"I like to encourage people to realize that any action is a good action if it's proactive and there is positive intent behind it."
-Michael J Fox
Although the holiday season is generally associated with happiness, fun, and joy, it's not always an enjoyable time for everyone. Along with all the festivities, the holidays can stir feelings of sadness, longing, and disappointments, not to mention added anxiety and stress due to demands both to your schedule and wallet. Suppose, through personal experience, the holidays tend to make you blue or increase your stress level. In that case, there is a lot you can do to make them a tiny bit better by reducing these adverse outcomes and intentionally planning for a more enjoyable holiday.
I, for one, have experienced blue feelings during the holidays. Although intermittent when I was living at home in Hawai'i, it became increasingly regular through my time living in Seattle. Although I became weary of the constant cold driving me to stay indoors, being away from my family hurt the most. Knowing this, I began to preplan for a better holiday experience by developing strategies to stay ahead of the blues. I found that preparing early, staying in contact with family and friends, and incorporating specific seasonal practices helped lighten my heavy heart.
Here are a few of my holiday practices that may help you as well:
Take a broad view and plan for success.
During September, I would pull out a calendar, look at the upcoming three months, and determine a few target dates. What is coming up in October, and on what day does Halloween fall? What's going on in November, and what are the tentative plans for Thanksgiving? What day is Christmas, and what events may complicate my schedule between Thanksgiving and Christmas? I may jot down a few target dates, such as baking holiday treats, preparing a Christmas gift list, starting shopping early, and when to mail packages back home so they get to Hawai'i in time. My intention behind this full quarter review was to stay well ahead of deadlines to relieve overbooking my schedule, reduce stress, and boost joy.
Say No to things that don't serve you well.
Although this is an excellent ongoing life practice, becoming selective with holiday commitments is especially helpful with all the added demands accompanying the holidays. Although it may be challenging to say no to request, keeping your circle small and walls high during stressful times becomes necessary to preserve personal happiness. If you always say yes, and suddenly begin to say no, people may struggle with your new personal choice, but they will get used to it through your conviction to put yourself first. Taking that first step is always the most challenging, and the more you put your desires into practice, the easier it will be to design the holidays in a way that serves you and others much more positively. I love the way Dr. Darci says it, "learn to count your "No's" and protect your "Yes's." Well said!
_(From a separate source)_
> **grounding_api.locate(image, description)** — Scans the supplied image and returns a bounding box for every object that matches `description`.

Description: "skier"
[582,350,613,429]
Plan "ME' time to ensure a sense of peace
Along these same boundary-setting lines, taking time for yourself is crucial to preserving your mental and emotional health. If sitting in a warm bath, walking with friends, or reading bedtime stories to your kids, are things that add value to life and heal your soul, make sure to plan them regularly into your weekly schedule. By making time for yourself, you become a better version of yourself! It's essential and should not be put on the back burner when life gets hectic, but purposefully maintained for your overall wellness.
If the holidays typically set you back financially, prepare a holiday budget and get creative!
I, for one, have gone way overboard at Christmas, especially living away from home. It was as though I was making up for being away through more gifts and crap my family didn't need or want. A few years ago, I set a goal with Kodie, my accountability buddy, to make all my Christmas gifts. It was such an enjoyable experience, and I was excited for my friends and family to open their gifts on Christmas morning. The positive and uplifting effects of making gifts have since changed my gift-giving objectives during the holidays. Instead of going overboard, overbuying unnecessary and trivial gifts, I now put more thought into practical, needed, or handmade. This new practice is making the tradition of gift-giving more meaningful.
The key to preplanning is to decide what you want, determine what will help you handle the holidays in a manageable, and structure a plan to maintain your health and wellness objectives through it all.
A well-planned strategy supported with taking action will result in a more joyous holiday experience. With a bit of practice and repetition, these new proactive skills will become automatic and a usual way of life, helping you cope, manage and get through the holidays with a healthy outlook and happy mindset.